Sony records AVI files on the CF card using the AVI Type 1 standard but Matrox only supports AVI type 2 files (Premiere Pro CS3 supports both Type 1 and Type 2). So in order to get my AVI files from CF card to work using the RT.X2 LE, I have to first convert them from AVI Type1 to AVI Type 2. I could use Premiere Pro CS3 to do the conversion but there is no way to quickly batch convert 100’s of individual files without creating a single larger file.

The Solution
My solution was to use a program called the Canopus DV File Converter, a handy program that hasn’t been updated since V1.1 in 2001, and that I can no longer find on Canopus’ website. I found a free download at videohelp.com. The DV File Converter allows me to select multiple files and convert them to my choice of codec (I chose Microsoft DV AVI 2) and even lets me decide if I want to keep or delete the original files to save on hard drive space.
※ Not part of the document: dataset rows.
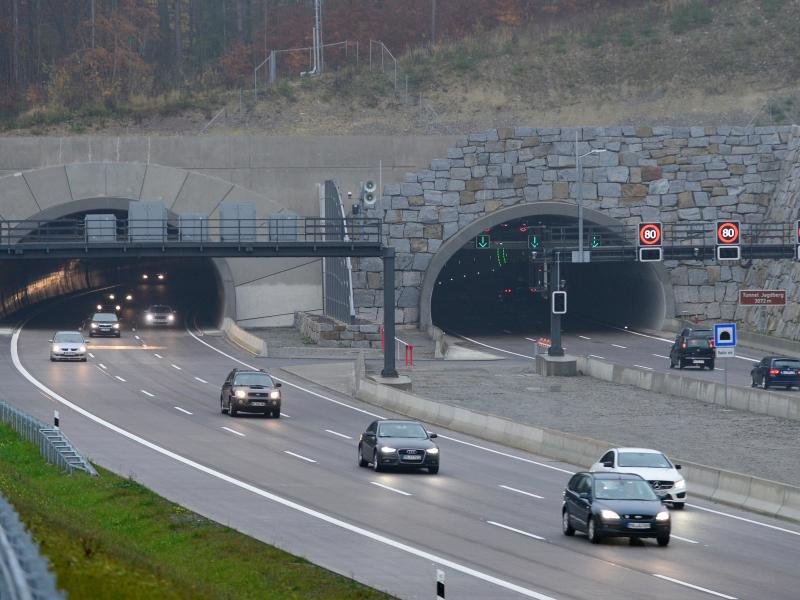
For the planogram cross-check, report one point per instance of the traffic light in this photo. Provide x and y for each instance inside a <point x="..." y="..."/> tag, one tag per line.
<point x="559" y="303"/>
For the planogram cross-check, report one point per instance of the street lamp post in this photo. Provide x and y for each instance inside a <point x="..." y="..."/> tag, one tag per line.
<point x="579" y="178"/>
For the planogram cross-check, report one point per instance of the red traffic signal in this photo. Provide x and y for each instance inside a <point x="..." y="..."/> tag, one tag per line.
<point x="650" y="234"/>
<point x="727" y="232"/>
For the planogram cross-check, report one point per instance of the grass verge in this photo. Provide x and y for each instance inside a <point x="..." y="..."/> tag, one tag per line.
<point x="110" y="537"/>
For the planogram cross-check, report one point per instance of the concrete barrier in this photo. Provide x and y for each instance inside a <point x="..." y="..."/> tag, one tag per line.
<point x="247" y="341"/>
<point x="736" y="489"/>
<point x="750" y="399"/>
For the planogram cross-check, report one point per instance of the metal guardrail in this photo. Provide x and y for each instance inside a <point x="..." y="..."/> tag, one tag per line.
<point x="53" y="445"/>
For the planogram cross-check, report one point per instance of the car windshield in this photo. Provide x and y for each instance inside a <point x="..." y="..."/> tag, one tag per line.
<point x="253" y="379"/>
<point x="406" y="430"/>
<point x="104" y="317"/>
<point x="68" y="337"/>
<point x="623" y="489"/>
<point x="643" y="459"/>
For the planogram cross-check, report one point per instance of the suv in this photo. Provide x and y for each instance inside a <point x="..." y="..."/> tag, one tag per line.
<point x="693" y="347"/>
<point x="250" y="391"/>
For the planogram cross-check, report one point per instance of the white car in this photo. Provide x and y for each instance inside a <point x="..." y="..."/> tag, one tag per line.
<point x="652" y="465"/>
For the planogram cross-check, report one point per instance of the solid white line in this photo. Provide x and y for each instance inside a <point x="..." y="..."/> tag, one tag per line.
<point x="347" y="437"/>
<point x="695" y="587"/>
<point x="495" y="348"/>
<point x="533" y="535"/>
<point x="527" y="460"/>
<point x="283" y="381"/>
<point x="505" y="487"/>
<point x="751" y="521"/>
<point x="300" y="456"/>
<point x="232" y="431"/>
<point x="677" y="537"/>
<point x="391" y="489"/>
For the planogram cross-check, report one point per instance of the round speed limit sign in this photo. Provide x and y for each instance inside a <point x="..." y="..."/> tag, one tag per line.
<point x="727" y="232"/>
<point x="650" y="234"/>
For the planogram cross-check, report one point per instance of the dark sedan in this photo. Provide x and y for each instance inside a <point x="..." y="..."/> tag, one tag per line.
<point x="776" y="371"/>
<point x="398" y="444"/>
<point x="614" y="505"/>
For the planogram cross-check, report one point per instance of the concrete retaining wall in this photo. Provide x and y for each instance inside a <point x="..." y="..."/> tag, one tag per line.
<point x="759" y="495"/>
<point x="749" y="399"/>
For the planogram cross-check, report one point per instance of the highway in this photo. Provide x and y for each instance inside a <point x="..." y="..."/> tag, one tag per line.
<point x="148" y="405"/>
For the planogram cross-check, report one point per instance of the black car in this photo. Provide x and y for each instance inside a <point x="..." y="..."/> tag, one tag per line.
<point x="393" y="443"/>
<point x="693" y="347"/>
<point x="614" y="505"/>
<point x="776" y="371"/>
<point x="250" y="391"/>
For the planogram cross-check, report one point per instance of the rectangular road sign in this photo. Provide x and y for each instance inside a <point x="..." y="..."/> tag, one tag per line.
<point x="762" y="297"/>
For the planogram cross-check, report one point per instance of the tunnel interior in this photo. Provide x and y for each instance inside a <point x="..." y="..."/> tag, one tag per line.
<point x="505" y="287"/>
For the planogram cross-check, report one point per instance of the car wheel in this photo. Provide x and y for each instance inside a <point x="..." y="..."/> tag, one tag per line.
<point x="566" y="526"/>
<point x="592" y="533"/>
<point x="362" y="462"/>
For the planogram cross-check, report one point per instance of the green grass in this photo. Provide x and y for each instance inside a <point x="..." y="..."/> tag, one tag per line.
<point x="110" y="537"/>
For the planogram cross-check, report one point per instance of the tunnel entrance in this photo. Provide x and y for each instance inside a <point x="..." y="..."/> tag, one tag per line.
<point x="504" y="288"/>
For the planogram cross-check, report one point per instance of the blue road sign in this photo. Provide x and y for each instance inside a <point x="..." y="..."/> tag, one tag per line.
<point x="725" y="335"/>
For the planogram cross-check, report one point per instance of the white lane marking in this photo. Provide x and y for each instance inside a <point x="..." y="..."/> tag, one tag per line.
<point x="527" y="460"/>
<point x="505" y="487"/>
<point x="307" y="391"/>
<point x="347" y="437"/>
<point x="533" y="535"/>
<point x="300" y="456"/>
<point x="391" y="489"/>
<point x="746" y="520"/>
<point x="232" y="431"/>
<point x="695" y="587"/>
<point x="494" y="347"/>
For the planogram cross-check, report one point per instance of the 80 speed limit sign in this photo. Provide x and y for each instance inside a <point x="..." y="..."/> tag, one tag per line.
<point x="727" y="232"/>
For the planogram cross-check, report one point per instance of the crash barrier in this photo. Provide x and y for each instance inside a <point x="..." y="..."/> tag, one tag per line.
<point x="24" y="572"/>
<point x="744" y="491"/>
<point x="247" y="341"/>
<point x="53" y="445"/>
<point x="750" y="399"/>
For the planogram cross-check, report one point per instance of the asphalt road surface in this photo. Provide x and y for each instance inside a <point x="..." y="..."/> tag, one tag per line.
<point x="147" y="405"/>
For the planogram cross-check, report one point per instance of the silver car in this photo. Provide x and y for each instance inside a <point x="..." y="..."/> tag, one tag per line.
<point x="68" y="345"/>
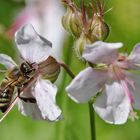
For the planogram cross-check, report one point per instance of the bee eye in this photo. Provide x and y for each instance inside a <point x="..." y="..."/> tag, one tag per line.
<point x="4" y="95"/>
<point x="25" y="68"/>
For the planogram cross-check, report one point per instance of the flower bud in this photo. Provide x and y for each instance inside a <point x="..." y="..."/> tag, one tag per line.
<point x="98" y="30"/>
<point x="76" y="24"/>
<point x="79" y="45"/>
<point x="66" y="19"/>
<point x="50" y="69"/>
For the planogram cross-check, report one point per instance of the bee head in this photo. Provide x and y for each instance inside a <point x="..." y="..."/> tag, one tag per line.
<point x="25" y="68"/>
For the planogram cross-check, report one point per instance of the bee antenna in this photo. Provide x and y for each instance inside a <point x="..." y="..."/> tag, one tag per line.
<point x="9" y="108"/>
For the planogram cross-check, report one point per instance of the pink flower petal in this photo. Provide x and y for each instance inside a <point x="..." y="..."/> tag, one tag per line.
<point x="101" y="52"/>
<point x="86" y="84"/>
<point x="134" y="58"/>
<point x="136" y="91"/>
<point x="113" y="106"/>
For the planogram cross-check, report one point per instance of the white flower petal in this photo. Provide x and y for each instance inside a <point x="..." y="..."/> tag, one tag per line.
<point x="32" y="46"/>
<point x="101" y="52"/>
<point x="45" y="93"/>
<point x="113" y="105"/>
<point x="86" y="84"/>
<point x="29" y="109"/>
<point x="7" y="61"/>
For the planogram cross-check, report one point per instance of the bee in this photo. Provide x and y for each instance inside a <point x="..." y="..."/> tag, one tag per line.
<point x="16" y="78"/>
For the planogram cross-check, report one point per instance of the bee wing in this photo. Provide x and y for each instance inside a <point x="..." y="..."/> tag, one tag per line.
<point x="7" y="61"/>
<point x="30" y="109"/>
<point x="9" y="108"/>
<point x="32" y="46"/>
<point x="45" y="93"/>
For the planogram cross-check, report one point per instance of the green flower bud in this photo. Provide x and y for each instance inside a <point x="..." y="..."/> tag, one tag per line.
<point x="98" y="29"/>
<point x="79" y="45"/>
<point x="66" y="19"/>
<point x="76" y="24"/>
<point x="50" y="69"/>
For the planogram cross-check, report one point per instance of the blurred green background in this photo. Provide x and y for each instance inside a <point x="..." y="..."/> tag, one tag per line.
<point x="124" y="22"/>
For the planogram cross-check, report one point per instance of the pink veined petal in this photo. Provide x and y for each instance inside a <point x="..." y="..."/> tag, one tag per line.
<point x="7" y="61"/>
<point x="113" y="106"/>
<point x="134" y="58"/>
<point x="101" y="52"/>
<point x="136" y="91"/>
<point x="45" y="94"/>
<point x="29" y="109"/>
<point x="32" y="46"/>
<point x="86" y="84"/>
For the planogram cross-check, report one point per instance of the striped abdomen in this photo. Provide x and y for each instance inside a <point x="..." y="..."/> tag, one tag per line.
<point x="5" y="98"/>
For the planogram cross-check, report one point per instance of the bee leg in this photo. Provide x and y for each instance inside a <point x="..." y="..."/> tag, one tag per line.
<point x="27" y="100"/>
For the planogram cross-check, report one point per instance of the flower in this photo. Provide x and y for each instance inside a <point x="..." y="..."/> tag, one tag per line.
<point x="113" y="81"/>
<point x="35" y="50"/>
<point x="45" y="16"/>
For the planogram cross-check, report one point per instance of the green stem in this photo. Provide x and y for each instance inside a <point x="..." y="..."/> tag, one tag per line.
<point x="92" y="121"/>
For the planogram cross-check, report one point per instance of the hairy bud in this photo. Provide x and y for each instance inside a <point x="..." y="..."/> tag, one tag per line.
<point x="79" y="45"/>
<point x="66" y="19"/>
<point x="98" y="29"/>
<point x="76" y="24"/>
<point x="50" y="69"/>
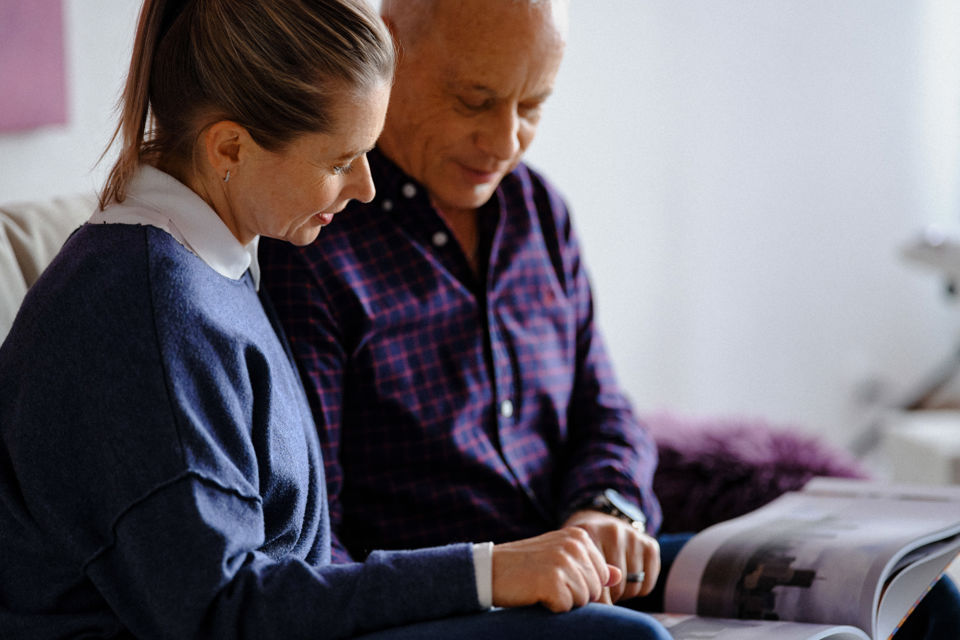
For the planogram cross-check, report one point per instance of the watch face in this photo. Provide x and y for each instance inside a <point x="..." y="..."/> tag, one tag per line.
<point x="624" y="506"/>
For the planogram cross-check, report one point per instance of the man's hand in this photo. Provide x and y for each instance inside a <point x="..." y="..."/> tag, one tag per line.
<point x="560" y="569"/>
<point x="628" y="549"/>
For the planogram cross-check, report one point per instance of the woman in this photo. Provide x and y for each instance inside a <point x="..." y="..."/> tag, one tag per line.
<point x="160" y="476"/>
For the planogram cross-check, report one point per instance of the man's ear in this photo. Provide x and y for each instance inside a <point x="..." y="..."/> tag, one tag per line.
<point x="226" y="145"/>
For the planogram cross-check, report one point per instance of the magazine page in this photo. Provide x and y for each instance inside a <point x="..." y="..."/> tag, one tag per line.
<point x="682" y="627"/>
<point x="810" y="558"/>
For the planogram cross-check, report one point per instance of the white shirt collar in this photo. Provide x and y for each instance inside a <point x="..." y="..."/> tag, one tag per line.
<point x="158" y="199"/>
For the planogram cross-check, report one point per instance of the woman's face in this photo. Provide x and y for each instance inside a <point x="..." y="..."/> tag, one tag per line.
<point x="290" y="195"/>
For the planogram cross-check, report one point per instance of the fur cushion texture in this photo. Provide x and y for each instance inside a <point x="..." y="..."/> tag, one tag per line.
<point x="714" y="469"/>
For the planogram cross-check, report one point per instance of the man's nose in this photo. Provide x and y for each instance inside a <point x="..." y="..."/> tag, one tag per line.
<point x="363" y="187"/>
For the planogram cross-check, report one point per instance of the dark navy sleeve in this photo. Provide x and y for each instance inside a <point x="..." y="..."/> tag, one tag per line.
<point x="185" y="564"/>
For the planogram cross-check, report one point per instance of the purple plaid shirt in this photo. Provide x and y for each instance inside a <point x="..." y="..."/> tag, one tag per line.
<point x="453" y="407"/>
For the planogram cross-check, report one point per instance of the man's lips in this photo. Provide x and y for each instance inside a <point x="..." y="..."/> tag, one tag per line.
<point x="479" y="176"/>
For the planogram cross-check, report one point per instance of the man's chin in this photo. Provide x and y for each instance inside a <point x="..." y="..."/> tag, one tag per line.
<point x="469" y="199"/>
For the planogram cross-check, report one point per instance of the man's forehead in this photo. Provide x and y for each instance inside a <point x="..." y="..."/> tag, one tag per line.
<point x="487" y="20"/>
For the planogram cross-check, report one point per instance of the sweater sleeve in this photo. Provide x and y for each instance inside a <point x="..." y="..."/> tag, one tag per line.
<point x="185" y="563"/>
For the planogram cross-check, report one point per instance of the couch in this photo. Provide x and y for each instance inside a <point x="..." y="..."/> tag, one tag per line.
<point x="31" y="233"/>
<point x="711" y="469"/>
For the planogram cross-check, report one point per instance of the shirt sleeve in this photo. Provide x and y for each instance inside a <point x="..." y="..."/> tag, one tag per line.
<point x="608" y="446"/>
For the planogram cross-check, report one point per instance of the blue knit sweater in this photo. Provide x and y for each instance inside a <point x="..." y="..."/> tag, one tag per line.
<point x="160" y="476"/>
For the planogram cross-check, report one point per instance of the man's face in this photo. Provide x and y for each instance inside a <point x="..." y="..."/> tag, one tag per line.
<point x="468" y="95"/>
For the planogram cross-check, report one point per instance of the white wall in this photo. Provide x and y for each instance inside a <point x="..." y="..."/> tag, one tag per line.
<point x="742" y="174"/>
<point x="62" y="159"/>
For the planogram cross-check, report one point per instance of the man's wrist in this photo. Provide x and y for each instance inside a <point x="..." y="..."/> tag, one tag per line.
<point x="483" y="570"/>
<point x="612" y="503"/>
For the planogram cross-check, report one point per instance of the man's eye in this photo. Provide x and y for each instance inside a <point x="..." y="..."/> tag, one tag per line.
<point x="476" y="105"/>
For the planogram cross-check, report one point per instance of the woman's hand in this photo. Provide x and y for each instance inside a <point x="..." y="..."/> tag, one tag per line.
<point x="560" y="570"/>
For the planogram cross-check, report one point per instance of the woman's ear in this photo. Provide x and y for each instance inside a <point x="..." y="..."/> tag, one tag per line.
<point x="227" y="146"/>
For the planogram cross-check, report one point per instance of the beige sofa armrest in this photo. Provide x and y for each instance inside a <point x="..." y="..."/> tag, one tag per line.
<point x="31" y="233"/>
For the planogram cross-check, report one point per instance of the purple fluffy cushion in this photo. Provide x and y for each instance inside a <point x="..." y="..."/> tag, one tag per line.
<point x="712" y="470"/>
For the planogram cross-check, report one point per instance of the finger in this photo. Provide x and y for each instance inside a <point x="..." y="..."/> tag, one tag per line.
<point x="636" y="568"/>
<point x="579" y="587"/>
<point x="598" y="564"/>
<point x="616" y="576"/>
<point x="622" y="564"/>
<point x="651" y="561"/>
<point x="605" y="597"/>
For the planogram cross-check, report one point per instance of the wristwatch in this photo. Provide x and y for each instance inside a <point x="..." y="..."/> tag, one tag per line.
<point x="614" y="504"/>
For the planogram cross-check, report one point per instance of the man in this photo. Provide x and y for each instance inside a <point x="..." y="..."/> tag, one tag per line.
<point x="446" y="329"/>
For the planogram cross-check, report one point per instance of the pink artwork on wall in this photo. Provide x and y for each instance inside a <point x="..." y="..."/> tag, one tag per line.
<point x="32" y="80"/>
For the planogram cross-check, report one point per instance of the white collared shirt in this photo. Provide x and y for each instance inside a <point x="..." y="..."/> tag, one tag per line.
<point x="158" y="199"/>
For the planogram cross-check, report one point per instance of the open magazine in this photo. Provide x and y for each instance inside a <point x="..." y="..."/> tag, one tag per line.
<point x="840" y="560"/>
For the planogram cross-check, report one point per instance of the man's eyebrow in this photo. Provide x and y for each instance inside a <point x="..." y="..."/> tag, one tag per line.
<point x="455" y="86"/>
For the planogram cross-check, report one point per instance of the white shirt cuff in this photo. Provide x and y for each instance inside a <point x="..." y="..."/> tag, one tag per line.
<point x="483" y="569"/>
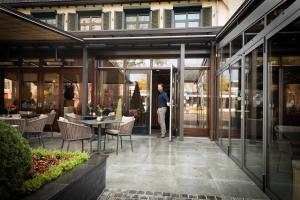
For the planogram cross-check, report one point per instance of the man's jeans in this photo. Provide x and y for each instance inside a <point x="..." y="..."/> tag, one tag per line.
<point x="161" y="113"/>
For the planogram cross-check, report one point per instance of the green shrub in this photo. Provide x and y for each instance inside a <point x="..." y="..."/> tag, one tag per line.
<point x="15" y="161"/>
<point x="55" y="171"/>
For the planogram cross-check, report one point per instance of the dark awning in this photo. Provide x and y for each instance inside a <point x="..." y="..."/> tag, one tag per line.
<point x="17" y="27"/>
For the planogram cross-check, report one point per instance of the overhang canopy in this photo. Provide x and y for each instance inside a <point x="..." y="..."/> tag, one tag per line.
<point x="17" y="27"/>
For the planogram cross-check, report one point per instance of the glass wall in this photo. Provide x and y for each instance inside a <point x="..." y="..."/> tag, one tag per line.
<point x="29" y="91"/>
<point x="236" y="110"/>
<point x="254" y="111"/>
<point x="223" y="108"/>
<point x="284" y="115"/>
<point x="196" y="99"/>
<point x="11" y="90"/>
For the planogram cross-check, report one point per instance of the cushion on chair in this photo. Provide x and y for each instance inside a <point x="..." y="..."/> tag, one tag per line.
<point x="112" y="131"/>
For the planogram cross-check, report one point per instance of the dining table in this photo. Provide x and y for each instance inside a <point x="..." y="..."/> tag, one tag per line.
<point x="101" y="126"/>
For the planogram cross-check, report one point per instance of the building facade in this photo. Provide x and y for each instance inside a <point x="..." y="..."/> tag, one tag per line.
<point x="229" y="67"/>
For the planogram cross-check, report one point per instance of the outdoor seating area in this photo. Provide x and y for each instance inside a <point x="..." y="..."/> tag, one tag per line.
<point x="73" y="127"/>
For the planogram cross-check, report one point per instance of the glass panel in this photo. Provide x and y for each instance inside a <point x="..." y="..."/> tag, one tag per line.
<point x="254" y="111"/>
<point x="111" y="84"/>
<point x="179" y="24"/>
<point x="72" y="91"/>
<point x="180" y="16"/>
<point x="131" y="26"/>
<point x="225" y="54"/>
<point x="112" y="63"/>
<point x="235" y="110"/>
<point x="253" y="30"/>
<point x="131" y="18"/>
<point x="284" y="115"/>
<point x="194" y="16"/>
<point x="165" y="63"/>
<point x="137" y="63"/>
<point x="196" y="62"/>
<point x="223" y="105"/>
<point x="29" y="92"/>
<point x="236" y="44"/>
<point x="10" y="90"/>
<point x="143" y="26"/>
<point x="51" y="92"/>
<point x="193" y="24"/>
<point x="195" y="102"/>
<point x="137" y="89"/>
<point x="143" y="18"/>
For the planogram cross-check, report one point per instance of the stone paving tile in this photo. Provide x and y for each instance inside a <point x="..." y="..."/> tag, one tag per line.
<point x="112" y="194"/>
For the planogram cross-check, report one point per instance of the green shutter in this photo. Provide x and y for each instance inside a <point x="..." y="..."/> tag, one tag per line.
<point x="119" y="20"/>
<point x="155" y="19"/>
<point x="60" y="21"/>
<point x="72" y="22"/>
<point x="206" y="16"/>
<point x="168" y="18"/>
<point x="106" y="20"/>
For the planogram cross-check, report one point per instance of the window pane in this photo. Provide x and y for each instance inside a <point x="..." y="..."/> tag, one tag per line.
<point x="193" y="24"/>
<point x="195" y="102"/>
<point x="131" y="18"/>
<point x="143" y="26"/>
<point x="223" y="108"/>
<point x="254" y="111"/>
<point x="235" y="111"/>
<point x="180" y="16"/>
<point x="131" y="26"/>
<point x="143" y="18"/>
<point x="180" y="25"/>
<point x="194" y="16"/>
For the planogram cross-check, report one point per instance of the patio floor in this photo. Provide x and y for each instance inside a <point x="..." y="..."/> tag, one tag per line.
<point x="194" y="166"/>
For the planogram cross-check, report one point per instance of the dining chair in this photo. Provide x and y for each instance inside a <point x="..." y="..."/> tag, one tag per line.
<point x="14" y="121"/>
<point x="74" y="132"/>
<point x="36" y="126"/>
<point x="122" y="129"/>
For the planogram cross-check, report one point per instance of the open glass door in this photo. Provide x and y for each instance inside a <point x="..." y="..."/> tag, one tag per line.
<point x="137" y="93"/>
<point x="173" y="119"/>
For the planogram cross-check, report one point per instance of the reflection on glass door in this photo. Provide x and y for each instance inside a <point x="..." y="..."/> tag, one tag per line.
<point x="223" y="108"/>
<point x="254" y="111"/>
<point x="235" y="111"/>
<point x="11" y="90"/>
<point x="29" y="98"/>
<point x="196" y="102"/>
<point x="50" y="92"/>
<point x="137" y="93"/>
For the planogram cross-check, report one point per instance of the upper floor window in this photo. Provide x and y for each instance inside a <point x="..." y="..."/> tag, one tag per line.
<point x="47" y="17"/>
<point x="137" y="21"/>
<point x="89" y="21"/>
<point x="186" y="19"/>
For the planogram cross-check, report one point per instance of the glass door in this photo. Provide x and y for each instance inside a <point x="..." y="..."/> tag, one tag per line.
<point x="51" y="94"/>
<point x="30" y="92"/>
<point x="137" y="98"/>
<point x="173" y="131"/>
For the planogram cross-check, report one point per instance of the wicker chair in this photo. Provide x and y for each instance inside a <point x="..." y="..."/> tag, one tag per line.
<point x="50" y="120"/>
<point x="74" y="132"/>
<point x="122" y="129"/>
<point x="20" y="122"/>
<point x="72" y="117"/>
<point x="36" y="126"/>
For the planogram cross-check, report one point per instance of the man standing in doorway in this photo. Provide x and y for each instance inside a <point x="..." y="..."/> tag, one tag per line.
<point x="163" y="102"/>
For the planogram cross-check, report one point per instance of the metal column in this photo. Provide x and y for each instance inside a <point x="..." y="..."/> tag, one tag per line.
<point x="85" y="81"/>
<point x="181" y="92"/>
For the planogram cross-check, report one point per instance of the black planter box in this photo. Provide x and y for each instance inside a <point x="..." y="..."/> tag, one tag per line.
<point x="85" y="181"/>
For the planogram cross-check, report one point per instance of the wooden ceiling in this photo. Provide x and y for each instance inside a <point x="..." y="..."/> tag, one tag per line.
<point x="17" y="27"/>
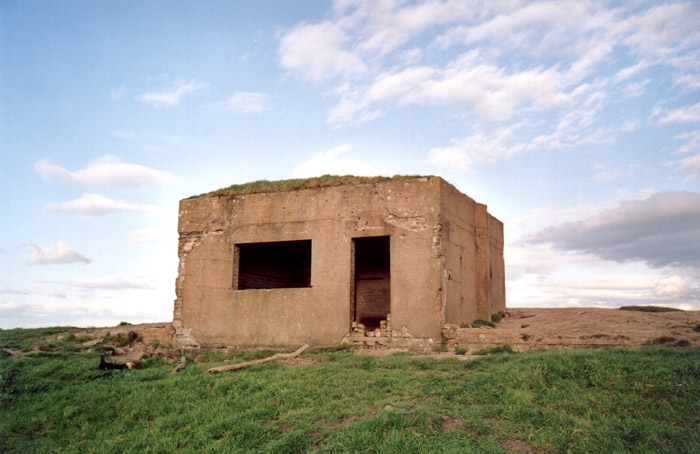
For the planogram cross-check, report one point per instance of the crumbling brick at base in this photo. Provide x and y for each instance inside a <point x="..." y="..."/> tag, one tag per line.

The conversion was very quick and because I can both batch convert and select my destination folder, I can convert all the files directly from my CF card to my project folder in a single step. The conversion and transfer time took 15 minutes for 2 hours of footage. Upon import into Premiere Pro CS3 I had to take the additional step of interpretting the footage to a pixel aspect ratio of 1.2 as it defaulted to 0.9 but I was able to select all my files and apply the change to all my clips.
The Bottom Line
The Canopus DV File converter allows me to benefit from a tapeless CF AVI SD workflow (longer record times and redundant tape back-up) while using the Matrox RT.X2 LE. And the best part is that the software doesn’t cost a dime.